Re: Parallel Aggregates for string_agg and array_agg

From: David Rowley <david(dot)rowley(at)2ndquadrant(dot)com>
To: Tomas Vondra <tomas(dot)vondra(at)2ndquadrant(dot)com>
Cc: Andres Freund <andres(at)anarazel(dot)de>, PostgreSQL-development <pgsql-hackers(at)postgresql(dot)org>
Subject: Re: Parallel Aggregates for string_agg and array_agg
Date: 2018-03-05 03:51:20
Message-ID: CAKJS1f9xEZdTaBbBEKY+TCKEoSZYaH1oSAtsEJHSYDJCCNnQPQ@mail.gmail.com
Views: Raw Message | Whole Thread | Download mbox | Resend email
Thread:
Lists: pgsql-hackers

On 5 March 2018 at 04:54, Tomas Vondra <tomas(dot)vondra(at)2ndquadrant(dot)com> wrote:
> 1) There seems to be forgotten declaration of initArrayResultInternal in
> arrayfuncs.c. I suppose you've renamed it to initArrayResultWithSize and
> moved it to a header file, and forgotten to remove this bit.

Oops. Must be left over from trying things another way. Removed.
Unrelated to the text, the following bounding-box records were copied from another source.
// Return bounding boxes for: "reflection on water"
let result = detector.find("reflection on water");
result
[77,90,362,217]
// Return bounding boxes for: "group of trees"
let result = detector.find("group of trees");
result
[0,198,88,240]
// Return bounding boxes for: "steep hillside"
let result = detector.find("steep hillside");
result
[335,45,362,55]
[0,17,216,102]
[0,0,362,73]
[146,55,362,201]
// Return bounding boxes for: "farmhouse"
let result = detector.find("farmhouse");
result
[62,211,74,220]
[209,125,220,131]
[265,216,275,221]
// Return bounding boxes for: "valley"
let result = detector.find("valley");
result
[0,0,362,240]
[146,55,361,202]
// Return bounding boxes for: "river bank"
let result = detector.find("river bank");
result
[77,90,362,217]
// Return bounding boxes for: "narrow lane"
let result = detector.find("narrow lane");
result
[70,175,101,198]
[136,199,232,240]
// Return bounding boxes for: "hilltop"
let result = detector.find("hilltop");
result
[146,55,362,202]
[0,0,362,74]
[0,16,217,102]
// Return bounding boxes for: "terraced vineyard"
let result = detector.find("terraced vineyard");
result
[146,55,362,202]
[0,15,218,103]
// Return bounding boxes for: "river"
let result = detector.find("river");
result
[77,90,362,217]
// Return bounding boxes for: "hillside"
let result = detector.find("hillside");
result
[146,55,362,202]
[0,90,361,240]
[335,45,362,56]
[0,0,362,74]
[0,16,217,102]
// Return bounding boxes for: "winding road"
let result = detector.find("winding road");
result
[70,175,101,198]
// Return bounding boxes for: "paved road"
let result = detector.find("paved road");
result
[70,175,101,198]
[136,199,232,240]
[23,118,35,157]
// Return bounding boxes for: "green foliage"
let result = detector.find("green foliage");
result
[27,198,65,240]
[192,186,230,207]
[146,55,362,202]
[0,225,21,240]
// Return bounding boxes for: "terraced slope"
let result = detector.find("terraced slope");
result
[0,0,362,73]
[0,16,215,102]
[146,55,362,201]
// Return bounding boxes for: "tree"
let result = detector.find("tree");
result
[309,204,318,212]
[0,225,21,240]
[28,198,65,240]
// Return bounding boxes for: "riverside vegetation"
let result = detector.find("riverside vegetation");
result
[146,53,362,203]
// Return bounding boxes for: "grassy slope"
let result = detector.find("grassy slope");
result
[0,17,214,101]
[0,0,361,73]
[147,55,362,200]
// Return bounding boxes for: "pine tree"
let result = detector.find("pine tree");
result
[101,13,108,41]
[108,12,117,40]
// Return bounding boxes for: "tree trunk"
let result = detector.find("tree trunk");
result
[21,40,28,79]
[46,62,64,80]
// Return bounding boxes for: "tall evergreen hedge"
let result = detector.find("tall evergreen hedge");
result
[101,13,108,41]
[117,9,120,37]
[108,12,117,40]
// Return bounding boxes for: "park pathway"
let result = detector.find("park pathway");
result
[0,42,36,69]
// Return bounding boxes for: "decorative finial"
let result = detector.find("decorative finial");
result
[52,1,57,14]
> 2) bytea_string_agg_deserialize has this comment:
>
> /*
> * data: technically we could reuse the buf.data buffer, but that is
> * slightly larger than we need due to the extra 4 bytes for the cursor
> */
>
> I find the argument "it has 4 extra bytes, so we'll allocate new chunk"
> somewhat weak. We do allocate the memory in 2^n chunks anyway, so the
> new chunk is likely to be much larger anyway. I'm not saying we need to
> reuse the buffer, IMHO the savings will be non-measurable.

Agreed. I've removed that part of the comment.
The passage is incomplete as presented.